Setting Realistic Goals

This weekend, college football begins in earnest—and every team at every level has expectations as to what they want to accomplish during the 2012 campaign. For some teams, adjusting to new coaches and new systems is the highest of all priorities and goals. For other teams, finishing the year at .500 would be considered a huge success—and making a post-season bowl would be a great reward for that progress. Other programs, however, have bigger fish to fry. As a West Virginia fan, I can assure you that the Mountaineer nation is not likely to be satisfied with simply making it to a bowl game. They are dreaming about a Big 12 championship, a BCS bowl (at the least), and possibly a shot at the national championship game.

And that can be a problem. Almost all disappointment in life is rooted in unmet expectations—so unrealistic goals and expectations can become a self-fulfilling prophecy of disappointment, frustration, and even anger. The Mountaineers are in their first year in a new conference. They will be debuting a brand-new defensive scheme. They will travel more miles than ever before. Those factors should bring a level of realism to the expectations so that, when goal-setting begins, they are rooted in real possibilities—not wild, unfounded dreams of grandeur and glory.   

This speaks to one of the more valuable perspectives of life—not only for sports teams, but for all of us. It is the perspective of self-awareness. If we set goals that are utterly unrealistic to who and what we are, we condemn ourselves to a very frustrating time. We must balance our desires to do good, do right, and do well with the facts that we all have limitations and must live within those limitations. That is not pessimism. It is life.

Paul recognized this, and told the church at Rome:

I beseech you therefore, brethren, by the mercies of God, that you present your bodies a living sacrifice, holy, acceptable to God, which is your reasonable service. And do not be conformed to this world, but be transformed by the renewing of your mind, that you may prove what is that good and acceptable and perfect will of God. For I say, through the grace given to me, to everyone who is among you, not to think of himself more highly than he ought to think, but to think soberly, as God has dealt to each one a measure of faith. Romans 12:1-3)

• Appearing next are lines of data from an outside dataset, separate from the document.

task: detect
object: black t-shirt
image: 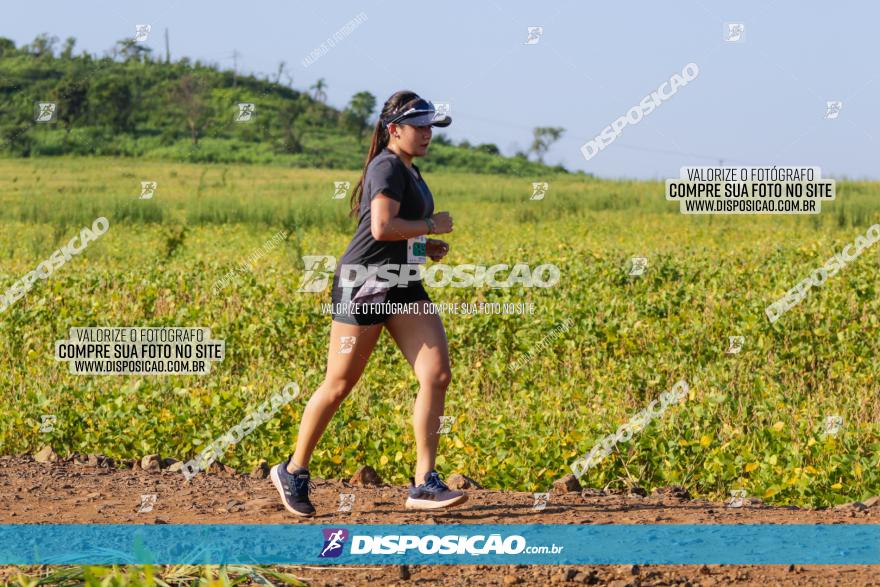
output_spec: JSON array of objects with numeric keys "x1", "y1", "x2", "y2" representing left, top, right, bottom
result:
[{"x1": 338, "y1": 148, "x2": 435, "y2": 269}]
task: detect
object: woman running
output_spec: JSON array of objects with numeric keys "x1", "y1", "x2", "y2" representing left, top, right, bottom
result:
[{"x1": 271, "y1": 90, "x2": 467, "y2": 516}]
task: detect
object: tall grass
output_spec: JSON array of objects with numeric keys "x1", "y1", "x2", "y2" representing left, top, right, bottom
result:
[{"x1": 1, "y1": 157, "x2": 880, "y2": 507}]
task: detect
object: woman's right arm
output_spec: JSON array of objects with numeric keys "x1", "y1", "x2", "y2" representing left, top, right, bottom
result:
[{"x1": 370, "y1": 193, "x2": 453, "y2": 241}]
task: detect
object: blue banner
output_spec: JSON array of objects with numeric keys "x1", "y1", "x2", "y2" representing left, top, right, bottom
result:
[{"x1": 1, "y1": 524, "x2": 878, "y2": 565}]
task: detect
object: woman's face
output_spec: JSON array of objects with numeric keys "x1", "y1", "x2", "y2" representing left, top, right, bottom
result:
[{"x1": 389, "y1": 122, "x2": 433, "y2": 157}]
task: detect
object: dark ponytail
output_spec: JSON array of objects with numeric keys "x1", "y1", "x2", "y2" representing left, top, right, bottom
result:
[{"x1": 350, "y1": 90, "x2": 421, "y2": 217}]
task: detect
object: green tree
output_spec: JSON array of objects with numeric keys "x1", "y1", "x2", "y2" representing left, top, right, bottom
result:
[
  {"x1": 24, "y1": 33, "x2": 58, "y2": 58},
  {"x1": 0, "y1": 125, "x2": 32, "y2": 156},
  {"x1": 529, "y1": 126, "x2": 564, "y2": 163},
  {"x1": 60, "y1": 37, "x2": 76, "y2": 59},
  {"x1": 0, "y1": 38, "x2": 570, "y2": 174},
  {"x1": 276, "y1": 94, "x2": 308, "y2": 153},
  {"x1": 341, "y1": 91, "x2": 375, "y2": 141},
  {"x1": 0, "y1": 86, "x2": 34, "y2": 156},
  {"x1": 172, "y1": 74, "x2": 212, "y2": 145},
  {"x1": 0, "y1": 37, "x2": 15, "y2": 57},
  {"x1": 310, "y1": 78, "x2": 327, "y2": 102},
  {"x1": 54, "y1": 75, "x2": 89, "y2": 141},
  {"x1": 91, "y1": 75, "x2": 135, "y2": 133},
  {"x1": 116, "y1": 38, "x2": 152, "y2": 62}
]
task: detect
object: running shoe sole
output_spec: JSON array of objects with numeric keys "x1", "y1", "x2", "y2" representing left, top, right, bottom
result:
[
  {"x1": 270, "y1": 464, "x2": 315, "y2": 517},
  {"x1": 405, "y1": 493, "x2": 468, "y2": 510}
]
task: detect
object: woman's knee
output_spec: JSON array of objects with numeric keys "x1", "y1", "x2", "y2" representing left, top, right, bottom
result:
[
  {"x1": 418, "y1": 365, "x2": 452, "y2": 391},
  {"x1": 319, "y1": 378, "x2": 356, "y2": 403}
]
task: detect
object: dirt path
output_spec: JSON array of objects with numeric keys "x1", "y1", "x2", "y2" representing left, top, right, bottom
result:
[{"x1": 2, "y1": 456, "x2": 879, "y2": 586}]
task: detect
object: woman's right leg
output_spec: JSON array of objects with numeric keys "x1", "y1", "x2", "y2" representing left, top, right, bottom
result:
[{"x1": 288, "y1": 319, "x2": 383, "y2": 472}]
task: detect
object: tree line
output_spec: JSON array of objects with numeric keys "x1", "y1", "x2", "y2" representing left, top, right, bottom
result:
[{"x1": 0, "y1": 34, "x2": 569, "y2": 175}]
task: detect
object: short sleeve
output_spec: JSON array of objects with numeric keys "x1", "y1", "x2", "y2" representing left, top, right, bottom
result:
[{"x1": 367, "y1": 157, "x2": 406, "y2": 202}]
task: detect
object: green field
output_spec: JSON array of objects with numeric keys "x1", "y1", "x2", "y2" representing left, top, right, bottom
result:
[{"x1": 1, "y1": 157, "x2": 879, "y2": 508}]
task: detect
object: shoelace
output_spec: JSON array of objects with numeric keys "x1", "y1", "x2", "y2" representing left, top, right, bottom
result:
[
  {"x1": 424, "y1": 471, "x2": 449, "y2": 491},
  {"x1": 289, "y1": 474, "x2": 316, "y2": 496}
]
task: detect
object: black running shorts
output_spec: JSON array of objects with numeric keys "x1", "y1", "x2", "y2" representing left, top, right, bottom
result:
[{"x1": 329, "y1": 272, "x2": 432, "y2": 325}]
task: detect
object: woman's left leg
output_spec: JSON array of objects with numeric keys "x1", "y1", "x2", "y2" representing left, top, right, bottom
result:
[{"x1": 384, "y1": 300, "x2": 452, "y2": 483}]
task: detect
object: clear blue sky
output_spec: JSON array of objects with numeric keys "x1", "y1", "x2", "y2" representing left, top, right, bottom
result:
[{"x1": 7, "y1": 1, "x2": 879, "y2": 179}]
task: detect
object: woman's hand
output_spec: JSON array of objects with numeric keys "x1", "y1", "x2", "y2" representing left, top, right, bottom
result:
[
  {"x1": 429, "y1": 211, "x2": 453, "y2": 234},
  {"x1": 426, "y1": 238, "x2": 450, "y2": 261}
]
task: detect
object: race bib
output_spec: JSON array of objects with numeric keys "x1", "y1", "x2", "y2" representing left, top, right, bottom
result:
[{"x1": 407, "y1": 236, "x2": 427, "y2": 264}]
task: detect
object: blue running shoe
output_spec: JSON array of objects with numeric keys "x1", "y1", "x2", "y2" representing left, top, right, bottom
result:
[
  {"x1": 270, "y1": 457, "x2": 316, "y2": 517},
  {"x1": 405, "y1": 470, "x2": 468, "y2": 510}
]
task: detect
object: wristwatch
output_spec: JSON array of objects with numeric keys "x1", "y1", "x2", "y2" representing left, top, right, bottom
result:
[{"x1": 425, "y1": 217, "x2": 435, "y2": 234}]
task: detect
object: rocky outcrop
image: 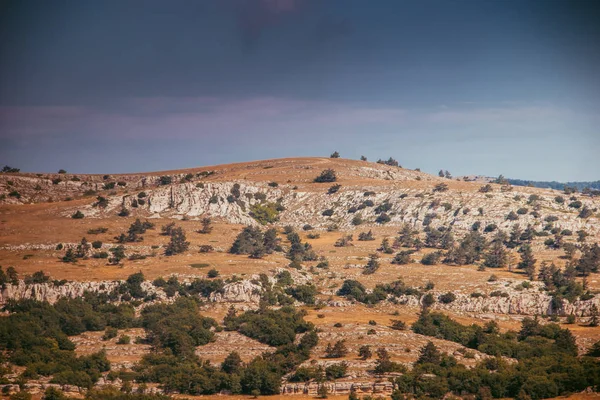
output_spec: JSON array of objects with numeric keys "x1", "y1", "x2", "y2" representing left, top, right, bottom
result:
[
  {"x1": 0, "y1": 280, "x2": 163, "y2": 305},
  {"x1": 0, "y1": 281, "x2": 120, "y2": 305},
  {"x1": 330, "y1": 290, "x2": 600, "y2": 317},
  {"x1": 430, "y1": 291, "x2": 600, "y2": 316},
  {"x1": 209, "y1": 280, "x2": 263, "y2": 303},
  {"x1": 281, "y1": 380, "x2": 394, "y2": 395},
  {"x1": 2, "y1": 278, "x2": 598, "y2": 317},
  {"x1": 74, "y1": 179, "x2": 599, "y2": 237}
]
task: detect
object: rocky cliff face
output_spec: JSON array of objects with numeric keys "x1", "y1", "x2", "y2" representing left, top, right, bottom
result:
[
  {"x1": 75, "y1": 180, "x2": 599, "y2": 237},
  {"x1": 209, "y1": 280, "x2": 263, "y2": 303},
  {"x1": 281, "y1": 381, "x2": 394, "y2": 396},
  {"x1": 3, "y1": 278, "x2": 597, "y2": 317},
  {"x1": 0, "y1": 280, "x2": 120, "y2": 304},
  {"x1": 0, "y1": 280, "x2": 162, "y2": 305}
]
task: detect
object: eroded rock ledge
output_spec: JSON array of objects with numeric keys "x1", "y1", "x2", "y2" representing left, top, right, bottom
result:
[{"x1": 2, "y1": 279, "x2": 598, "y2": 317}]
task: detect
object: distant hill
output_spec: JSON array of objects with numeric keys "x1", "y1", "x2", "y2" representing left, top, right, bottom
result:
[{"x1": 506, "y1": 179, "x2": 600, "y2": 191}]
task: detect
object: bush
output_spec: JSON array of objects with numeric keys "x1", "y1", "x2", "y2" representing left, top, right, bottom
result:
[
  {"x1": 438, "y1": 292, "x2": 457, "y2": 304},
  {"x1": 285, "y1": 284, "x2": 319, "y2": 305},
  {"x1": 93, "y1": 251, "x2": 109, "y2": 259},
  {"x1": 362, "y1": 254, "x2": 380, "y2": 274},
  {"x1": 314, "y1": 169, "x2": 337, "y2": 183},
  {"x1": 579, "y1": 206, "x2": 593, "y2": 218},
  {"x1": 479, "y1": 184, "x2": 493, "y2": 193},
  {"x1": 159, "y1": 176, "x2": 172, "y2": 185},
  {"x1": 433, "y1": 183, "x2": 448, "y2": 192},
  {"x1": 249, "y1": 202, "x2": 281, "y2": 224},
  {"x1": 421, "y1": 251, "x2": 441, "y2": 265},
  {"x1": 390, "y1": 320, "x2": 407, "y2": 330},
  {"x1": 72, "y1": 210, "x2": 85, "y2": 219},
  {"x1": 506, "y1": 211, "x2": 519, "y2": 221},
  {"x1": 328, "y1": 184, "x2": 341, "y2": 194},
  {"x1": 422, "y1": 293, "x2": 435, "y2": 307},
  {"x1": 322, "y1": 208, "x2": 334, "y2": 217},
  {"x1": 207, "y1": 269, "x2": 219, "y2": 278},
  {"x1": 92, "y1": 240, "x2": 102, "y2": 249},
  {"x1": 324, "y1": 340, "x2": 348, "y2": 358},
  {"x1": 116, "y1": 335, "x2": 130, "y2": 345},
  {"x1": 375, "y1": 212, "x2": 391, "y2": 224},
  {"x1": 103, "y1": 327, "x2": 118, "y2": 341}
]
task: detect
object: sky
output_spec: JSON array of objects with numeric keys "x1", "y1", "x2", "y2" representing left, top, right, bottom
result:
[{"x1": 0, "y1": 0, "x2": 599, "y2": 181}]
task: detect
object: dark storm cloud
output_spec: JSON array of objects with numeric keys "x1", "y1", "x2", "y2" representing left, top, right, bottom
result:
[{"x1": 0, "y1": 0, "x2": 599, "y2": 180}]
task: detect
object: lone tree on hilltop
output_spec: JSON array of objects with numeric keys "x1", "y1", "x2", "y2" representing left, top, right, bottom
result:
[
  {"x1": 314, "y1": 169, "x2": 337, "y2": 183},
  {"x1": 330, "y1": 151, "x2": 340, "y2": 158}
]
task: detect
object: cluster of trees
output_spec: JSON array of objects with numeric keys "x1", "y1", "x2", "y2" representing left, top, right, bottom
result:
[
  {"x1": 0, "y1": 273, "x2": 325, "y2": 396},
  {"x1": 1, "y1": 165, "x2": 20, "y2": 173},
  {"x1": 438, "y1": 170, "x2": 452, "y2": 179},
  {"x1": 62, "y1": 237, "x2": 93, "y2": 263},
  {"x1": 140, "y1": 297, "x2": 217, "y2": 357},
  {"x1": 115, "y1": 219, "x2": 155, "y2": 243},
  {"x1": 286, "y1": 230, "x2": 318, "y2": 263},
  {"x1": 507, "y1": 178, "x2": 600, "y2": 192},
  {"x1": 131, "y1": 300, "x2": 317, "y2": 396},
  {"x1": 376, "y1": 157, "x2": 400, "y2": 167},
  {"x1": 0, "y1": 265, "x2": 19, "y2": 287},
  {"x1": 230, "y1": 226, "x2": 280, "y2": 258},
  {"x1": 290, "y1": 362, "x2": 348, "y2": 382},
  {"x1": 337, "y1": 278, "x2": 421, "y2": 304},
  {"x1": 0, "y1": 295, "x2": 136, "y2": 389},
  {"x1": 402, "y1": 311, "x2": 600, "y2": 399},
  {"x1": 163, "y1": 224, "x2": 189, "y2": 256},
  {"x1": 135, "y1": 306, "x2": 319, "y2": 395}
]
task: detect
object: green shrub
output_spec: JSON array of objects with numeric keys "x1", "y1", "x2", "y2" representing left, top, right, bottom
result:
[
  {"x1": 72, "y1": 210, "x2": 85, "y2": 219},
  {"x1": 314, "y1": 169, "x2": 337, "y2": 183}
]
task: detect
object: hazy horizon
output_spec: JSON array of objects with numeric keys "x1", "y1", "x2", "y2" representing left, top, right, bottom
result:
[{"x1": 1, "y1": 0, "x2": 599, "y2": 181}]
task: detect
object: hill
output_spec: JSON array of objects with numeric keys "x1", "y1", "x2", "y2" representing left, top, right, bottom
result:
[{"x1": 1, "y1": 157, "x2": 600, "y2": 399}]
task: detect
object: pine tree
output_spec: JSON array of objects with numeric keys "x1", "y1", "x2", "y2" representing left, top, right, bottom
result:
[
  {"x1": 379, "y1": 238, "x2": 393, "y2": 254},
  {"x1": 590, "y1": 304, "x2": 599, "y2": 327},
  {"x1": 358, "y1": 345, "x2": 372, "y2": 360},
  {"x1": 518, "y1": 244, "x2": 537, "y2": 280},
  {"x1": 416, "y1": 341, "x2": 441, "y2": 364},
  {"x1": 317, "y1": 384, "x2": 329, "y2": 399},
  {"x1": 483, "y1": 232, "x2": 508, "y2": 268},
  {"x1": 363, "y1": 254, "x2": 380, "y2": 275},
  {"x1": 507, "y1": 224, "x2": 523, "y2": 248},
  {"x1": 62, "y1": 248, "x2": 77, "y2": 263},
  {"x1": 165, "y1": 227, "x2": 190, "y2": 256},
  {"x1": 6, "y1": 266, "x2": 18, "y2": 284},
  {"x1": 199, "y1": 217, "x2": 213, "y2": 234}
]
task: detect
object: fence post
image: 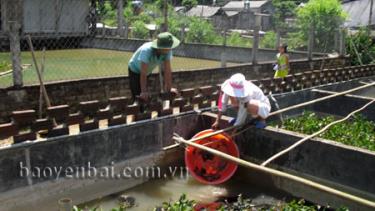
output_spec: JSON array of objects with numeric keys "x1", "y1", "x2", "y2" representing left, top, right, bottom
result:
[
  {"x1": 339, "y1": 28, "x2": 346, "y2": 57},
  {"x1": 276, "y1": 28, "x2": 281, "y2": 49},
  {"x1": 251, "y1": 15, "x2": 261, "y2": 65},
  {"x1": 221, "y1": 29, "x2": 227, "y2": 68},
  {"x1": 307, "y1": 26, "x2": 314, "y2": 61},
  {"x1": 8, "y1": 21, "x2": 23, "y2": 87},
  {"x1": 117, "y1": 0, "x2": 125, "y2": 37}
]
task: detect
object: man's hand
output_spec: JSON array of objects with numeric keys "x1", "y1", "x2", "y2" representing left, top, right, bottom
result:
[
  {"x1": 211, "y1": 120, "x2": 220, "y2": 130},
  {"x1": 139, "y1": 92, "x2": 149, "y2": 102},
  {"x1": 170, "y1": 87, "x2": 180, "y2": 97}
]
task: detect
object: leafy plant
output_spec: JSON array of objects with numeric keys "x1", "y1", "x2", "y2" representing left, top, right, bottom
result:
[
  {"x1": 156, "y1": 193, "x2": 196, "y2": 211},
  {"x1": 132, "y1": 21, "x2": 150, "y2": 40},
  {"x1": 261, "y1": 31, "x2": 277, "y2": 49},
  {"x1": 279, "y1": 111, "x2": 375, "y2": 151},
  {"x1": 185, "y1": 17, "x2": 221, "y2": 44},
  {"x1": 346, "y1": 27, "x2": 375, "y2": 66}
]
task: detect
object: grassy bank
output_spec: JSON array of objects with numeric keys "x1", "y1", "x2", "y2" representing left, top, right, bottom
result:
[{"x1": 0, "y1": 49, "x2": 234, "y2": 87}]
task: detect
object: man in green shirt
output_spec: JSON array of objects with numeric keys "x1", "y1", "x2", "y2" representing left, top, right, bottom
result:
[{"x1": 128, "y1": 32, "x2": 180, "y2": 103}]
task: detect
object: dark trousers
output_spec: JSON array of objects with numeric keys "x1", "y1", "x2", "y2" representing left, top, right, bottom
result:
[{"x1": 128, "y1": 67, "x2": 141, "y2": 104}]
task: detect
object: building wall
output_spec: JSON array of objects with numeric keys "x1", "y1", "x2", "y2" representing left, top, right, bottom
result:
[
  {"x1": 22, "y1": 0, "x2": 89, "y2": 35},
  {"x1": 80, "y1": 38, "x2": 324, "y2": 63}
]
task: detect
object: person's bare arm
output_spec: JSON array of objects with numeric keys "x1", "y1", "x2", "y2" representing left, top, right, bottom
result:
[
  {"x1": 286, "y1": 55, "x2": 291, "y2": 74},
  {"x1": 163, "y1": 60, "x2": 172, "y2": 91},
  {"x1": 140, "y1": 62, "x2": 149, "y2": 100},
  {"x1": 212, "y1": 111, "x2": 222, "y2": 130}
]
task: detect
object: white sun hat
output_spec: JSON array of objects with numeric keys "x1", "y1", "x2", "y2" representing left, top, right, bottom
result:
[{"x1": 221, "y1": 73, "x2": 252, "y2": 98}]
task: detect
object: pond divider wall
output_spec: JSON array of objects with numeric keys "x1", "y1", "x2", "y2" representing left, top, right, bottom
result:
[
  {"x1": 1, "y1": 76, "x2": 375, "y2": 210},
  {"x1": 0, "y1": 112, "x2": 200, "y2": 210}
]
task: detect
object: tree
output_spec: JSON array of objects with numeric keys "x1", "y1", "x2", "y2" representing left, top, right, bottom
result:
[
  {"x1": 271, "y1": 0, "x2": 309, "y2": 29},
  {"x1": 185, "y1": 17, "x2": 220, "y2": 44},
  {"x1": 296, "y1": 0, "x2": 347, "y2": 51},
  {"x1": 182, "y1": 0, "x2": 198, "y2": 10}
]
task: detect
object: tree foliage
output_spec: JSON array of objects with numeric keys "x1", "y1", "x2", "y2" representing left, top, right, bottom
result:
[
  {"x1": 182, "y1": 0, "x2": 198, "y2": 9},
  {"x1": 346, "y1": 28, "x2": 375, "y2": 65},
  {"x1": 296, "y1": 0, "x2": 347, "y2": 51}
]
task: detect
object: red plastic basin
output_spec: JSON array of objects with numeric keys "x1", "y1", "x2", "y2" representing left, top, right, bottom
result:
[{"x1": 185, "y1": 129, "x2": 240, "y2": 185}]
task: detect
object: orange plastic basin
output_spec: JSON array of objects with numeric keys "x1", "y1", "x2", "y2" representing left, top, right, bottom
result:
[{"x1": 185, "y1": 129, "x2": 240, "y2": 185}]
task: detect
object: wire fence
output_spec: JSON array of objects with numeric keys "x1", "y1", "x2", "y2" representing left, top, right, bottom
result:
[{"x1": 0, "y1": 0, "x2": 346, "y2": 88}]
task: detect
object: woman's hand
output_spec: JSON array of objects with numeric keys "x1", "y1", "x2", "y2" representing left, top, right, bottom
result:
[{"x1": 211, "y1": 120, "x2": 220, "y2": 130}]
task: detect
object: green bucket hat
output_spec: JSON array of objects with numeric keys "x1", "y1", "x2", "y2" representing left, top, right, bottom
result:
[{"x1": 151, "y1": 32, "x2": 180, "y2": 49}]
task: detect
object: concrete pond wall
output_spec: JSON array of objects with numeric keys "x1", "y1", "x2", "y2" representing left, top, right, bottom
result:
[
  {"x1": 0, "y1": 57, "x2": 347, "y2": 123},
  {"x1": 234, "y1": 78, "x2": 375, "y2": 210},
  {"x1": 80, "y1": 37, "x2": 326, "y2": 63},
  {"x1": 0, "y1": 111, "x2": 203, "y2": 211},
  {"x1": 0, "y1": 70, "x2": 374, "y2": 211}
]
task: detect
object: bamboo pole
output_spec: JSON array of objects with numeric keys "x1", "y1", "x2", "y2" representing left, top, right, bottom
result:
[
  {"x1": 26, "y1": 36, "x2": 57, "y2": 127},
  {"x1": 38, "y1": 47, "x2": 46, "y2": 118},
  {"x1": 261, "y1": 99, "x2": 375, "y2": 166},
  {"x1": 26, "y1": 35, "x2": 52, "y2": 108},
  {"x1": 173, "y1": 136, "x2": 375, "y2": 209}
]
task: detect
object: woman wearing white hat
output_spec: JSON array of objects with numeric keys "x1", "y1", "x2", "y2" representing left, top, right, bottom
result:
[{"x1": 212, "y1": 73, "x2": 271, "y2": 130}]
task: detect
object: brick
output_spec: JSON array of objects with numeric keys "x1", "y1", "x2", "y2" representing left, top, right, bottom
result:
[
  {"x1": 11, "y1": 110, "x2": 36, "y2": 125},
  {"x1": 79, "y1": 121, "x2": 99, "y2": 132},
  {"x1": 159, "y1": 92, "x2": 176, "y2": 101},
  {"x1": 79, "y1": 100, "x2": 100, "y2": 115},
  {"x1": 181, "y1": 88, "x2": 195, "y2": 98},
  {"x1": 108, "y1": 116, "x2": 127, "y2": 126},
  {"x1": 109, "y1": 97, "x2": 128, "y2": 108},
  {"x1": 159, "y1": 108, "x2": 173, "y2": 117},
  {"x1": 135, "y1": 112, "x2": 152, "y2": 121},
  {"x1": 199, "y1": 86, "x2": 213, "y2": 96},
  {"x1": 32, "y1": 119, "x2": 53, "y2": 132},
  {"x1": 97, "y1": 108, "x2": 112, "y2": 120},
  {"x1": 68, "y1": 113, "x2": 84, "y2": 125},
  {"x1": 14, "y1": 132, "x2": 37, "y2": 143},
  {"x1": 47, "y1": 105, "x2": 70, "y2": 122},
  {"x1": 0, "y1": 123, "x2": 18, "y2": 139},
  {"x1": 172, "y1": 98, "x2": 186, "y2": 108},
  {"x1": 47, "y1": 127, "x2": 70, "y2": 137},
  {"x1": 126, "y1": 105, "x2": 140, "y2": 115},
  {"x1": 181, "y1": 105, "x2": 194, "y2": 112},
  {"x1": 148, "y1": 102, "x2": 163, "y2": 112},
  {"x1": 191, "y1": 96, "x2": 203, "y2": 104}
]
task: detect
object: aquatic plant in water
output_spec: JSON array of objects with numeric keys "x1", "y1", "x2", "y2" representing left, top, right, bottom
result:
[
  {"x1": 155, "y1": 194, "x2": 348, "y2": 211},
  {"x1": 278, "y1": 112, "x2": 375, "y2": 151}
]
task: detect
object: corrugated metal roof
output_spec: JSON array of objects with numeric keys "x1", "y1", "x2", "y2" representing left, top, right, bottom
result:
[
  {"x1": 223, "y1": 1, "x2": 268, "y2": 11},
  {"x1": 342, "y1": 0, "x2": 375, "y2": 27},
  {"x1": 186, "y1": 5, "x2": 221, "y2": 18},
  {"x1": 225, "y1": 11, "x2": 240, "y2": 17}
]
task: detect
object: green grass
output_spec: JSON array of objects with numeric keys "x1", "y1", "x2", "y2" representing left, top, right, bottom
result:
[
  {"x1": 278, "y1": 111, "x2": 375, "y2": 151},
  {"x1": 0, "y1": 48, "x2": 233, "y2": 87},
  {"x1": 0, "y1": 61, "x2": 11, "y2": 73}
]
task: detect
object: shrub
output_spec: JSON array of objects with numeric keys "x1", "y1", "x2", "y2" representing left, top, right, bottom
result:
[{"x1": 132, "y1": 21, "x2": 150, "y2": 39}]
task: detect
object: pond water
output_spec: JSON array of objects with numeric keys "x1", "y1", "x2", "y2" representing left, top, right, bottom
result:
[{"x1": 80, "y1": 175, "x2": 287, "y2": 210}]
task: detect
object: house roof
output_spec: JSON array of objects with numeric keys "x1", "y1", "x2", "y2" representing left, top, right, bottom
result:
[
  {"x1": 222, "y1": 1, "x2": 269, "y2": 11},
  {"x1": 342, "y1": 0, "x2": 375, "y2": 27},
  {"x1": 186, "y1": 5, "x2": 221, "y2": 18}
]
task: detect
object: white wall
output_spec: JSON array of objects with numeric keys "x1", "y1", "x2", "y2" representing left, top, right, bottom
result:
[{"x1": 23, "y1": 0, "x2": 89, "y2": 35}]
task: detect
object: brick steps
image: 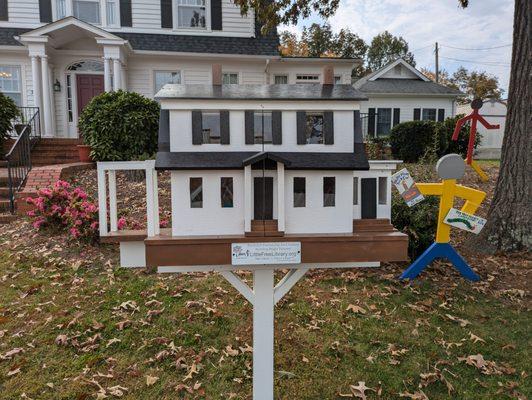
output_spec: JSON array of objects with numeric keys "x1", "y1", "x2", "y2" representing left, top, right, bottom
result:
[{"x1": 353, "y1": 219, "x2": 396, "y2": 232}]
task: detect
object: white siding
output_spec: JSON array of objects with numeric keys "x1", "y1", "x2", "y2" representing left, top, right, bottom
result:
[
  {"x1": 131, "y1": 0, "x2": 161, "y2": 30},
  {"x1": 1, "y1": 0, "x2": 40, "y2": 26},
  {"x1": 221, "y1": 0, "x2": 254, "y2": 36},
  {"x1": 268, "y1": 63, "x2": 354, "y2": 84},
  {"x1": 380, "y1": 64, "x2": 418, "y2": 79}
]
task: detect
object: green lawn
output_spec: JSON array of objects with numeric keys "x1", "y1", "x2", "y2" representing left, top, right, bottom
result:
[{"x1": 0, "y1": 251, "x2": 529, "y2": 399}]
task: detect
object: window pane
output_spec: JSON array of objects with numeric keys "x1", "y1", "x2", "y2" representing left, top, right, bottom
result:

Wisdom says that, as we engage the possibilities and opportunities of life, we must view them recognizing that, even with the most noble goals of life, we are dependent upon the God of all grace. To that end, in v.3, Paul reminds the Romans to “think soberly”—and to “not think … more highly…” Why? Because the realities of human frailty demand that we look beyond ourselves and to our God—not only in setting our goals for life, but also in living them out.